Considering end-of-year bonuses for your employees? Bosses be forewarned, a new study finds that while incentive rewards can help motivate and increase employee performance they can also lead to unethical behavior. Oops!
What the researchers say: “Goal fixation can have a profound impact on employee behavior, and the damaging effects appear to be growing stronger in today’s competitive business landscape,” said the lead author.
The study provides valuable insight into the relationship between pay structures and motivation.
The findings suggest that setting compensation goals can increase dishonesty when managers are also paid a bonus for hitting certain targets. “These unintended negative consequences can lead to dishonesty, unethical behavior, increased risk-taking, and depletion of self-control,” say the researchers.

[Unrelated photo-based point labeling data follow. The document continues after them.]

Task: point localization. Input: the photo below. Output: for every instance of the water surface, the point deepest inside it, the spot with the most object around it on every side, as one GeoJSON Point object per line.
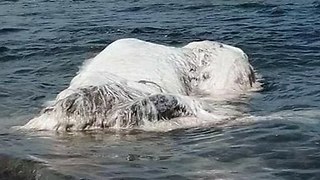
{"type": "Point", "coordinates": [43, 43]}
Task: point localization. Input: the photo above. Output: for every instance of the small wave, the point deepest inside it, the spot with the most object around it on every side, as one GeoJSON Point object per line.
{"type": "Point", "coordinates": [250, 5]}
{"type": "Point", "coordinates": [12, 168]}
{"type": "Point", "coordinates": [4, 49]}
{"type": "Point", "coordinates": [11, 30]}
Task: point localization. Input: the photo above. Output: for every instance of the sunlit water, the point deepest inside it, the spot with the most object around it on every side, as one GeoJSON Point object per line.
{"type": "Point", "coordinates": [43, 43]}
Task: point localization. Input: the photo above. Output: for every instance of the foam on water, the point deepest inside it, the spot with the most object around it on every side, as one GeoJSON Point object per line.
{"type": "Point", "coordinates": [133, 83]}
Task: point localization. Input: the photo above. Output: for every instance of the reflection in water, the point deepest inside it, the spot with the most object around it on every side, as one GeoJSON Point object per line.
{"type": "Point", "coordinates": [43, 43]}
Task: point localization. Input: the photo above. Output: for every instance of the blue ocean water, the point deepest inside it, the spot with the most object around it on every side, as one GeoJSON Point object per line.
{"type": "Point", "coordinates": [43, 43]}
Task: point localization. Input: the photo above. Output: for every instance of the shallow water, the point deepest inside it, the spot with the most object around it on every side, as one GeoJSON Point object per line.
{"type": "Point", "coordinates": [43, 43]}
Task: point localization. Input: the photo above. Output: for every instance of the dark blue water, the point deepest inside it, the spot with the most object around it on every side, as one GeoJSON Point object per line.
{"type": "Point", "coordinates": [43, 43]}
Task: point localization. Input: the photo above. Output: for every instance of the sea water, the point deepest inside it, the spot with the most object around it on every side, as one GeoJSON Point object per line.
{"type": "Point", "coordinates": [43, 43]}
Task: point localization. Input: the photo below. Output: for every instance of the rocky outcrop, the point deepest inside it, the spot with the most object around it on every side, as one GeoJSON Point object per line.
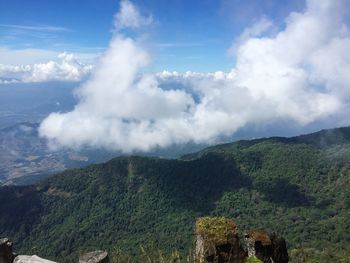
{"type": "Point", "coordinates": [98, 256]}
{"type": "Point", "coordinates": [258, 244]}
{"type": "Point", "coordinates": [6, 254]}
{"type": "Point", "coordinates": [31, 259]}
{"type": "Point", "coordinates": [217, 241]}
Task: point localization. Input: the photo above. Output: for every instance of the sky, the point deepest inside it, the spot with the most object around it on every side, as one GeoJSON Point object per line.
{"type": "Point", "coordinates": [157, 73]}
{"type": "Point", "coordinates": [186, 35]}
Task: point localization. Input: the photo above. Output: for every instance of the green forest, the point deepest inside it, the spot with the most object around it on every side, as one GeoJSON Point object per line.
{"type": "Point", "coordinates": [298, 187]}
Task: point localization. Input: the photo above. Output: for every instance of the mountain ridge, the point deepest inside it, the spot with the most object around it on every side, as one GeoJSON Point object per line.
{"type": "Point", "coordinates": [298, 189]}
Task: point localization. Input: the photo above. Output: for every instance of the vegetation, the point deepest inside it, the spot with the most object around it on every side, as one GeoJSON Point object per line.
{"type": "Point", "coordinates": [298, 187]}
{"type": "Point", "coordinates": [216, 229]}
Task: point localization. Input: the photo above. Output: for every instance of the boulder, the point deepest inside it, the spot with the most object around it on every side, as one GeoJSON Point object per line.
{"type": "Point", "coordinates": [217, 241]}
{"type": "Point", "coordinates": [98, 256]}
{"type": "Point", "coordinates": [31, 259]}
{"type": "Point", "coordinates": [6, 254]}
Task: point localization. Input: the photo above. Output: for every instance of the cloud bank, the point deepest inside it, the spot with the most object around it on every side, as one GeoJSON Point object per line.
{"type": "Point", "coordinates": [298, 74]}
{"type": "Point", "coordinates": [67, 69]}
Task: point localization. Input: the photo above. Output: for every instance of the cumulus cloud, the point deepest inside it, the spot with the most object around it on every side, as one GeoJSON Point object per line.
{"type": "Point", "coordinates": [299, 74]}
{"type": "Point", "coordinates": [67, 69]}
{"type": "Point", "coordinates": [129, 16]}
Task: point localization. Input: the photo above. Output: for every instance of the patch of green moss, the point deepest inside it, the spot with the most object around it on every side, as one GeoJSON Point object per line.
{"type": "Point", "coordinates": [216, 229]}
{"type": "Point", "coordinates": [259, 235]}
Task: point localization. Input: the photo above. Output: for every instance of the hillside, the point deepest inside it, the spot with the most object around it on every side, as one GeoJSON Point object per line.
{"type": "Point", "coordinates": [297, 186]}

The study points to observations of unethical behaviors in the workplace that include employees falsifying or manipulating financial reporting information as well as time and expense reports.
“Using purely monetary incentives is almost always a double-edged sword,” said the lead researcher
So, what? The findings are hardly new, but the researchers nevertheless make an important points buried in the detail of the study. When supervisors have crossed the line into dishonesty their dishonest behavior increases, especially if there’s a monetary incentive. They note that it’s easy for a manager or a supervisor to take the first step and each time becomes easier. They also find that in modern industry there’s rarely any turning back.
The reason for this, as other studies (reported in TR) have shown, is that the trust factor between supervisors and management in modern businesses is at a low ebb. This lack of trust and the resulting lack of loyalty encourages the increasing level of malfeasance that has been seen lately, for example, in banks and other financial institutions.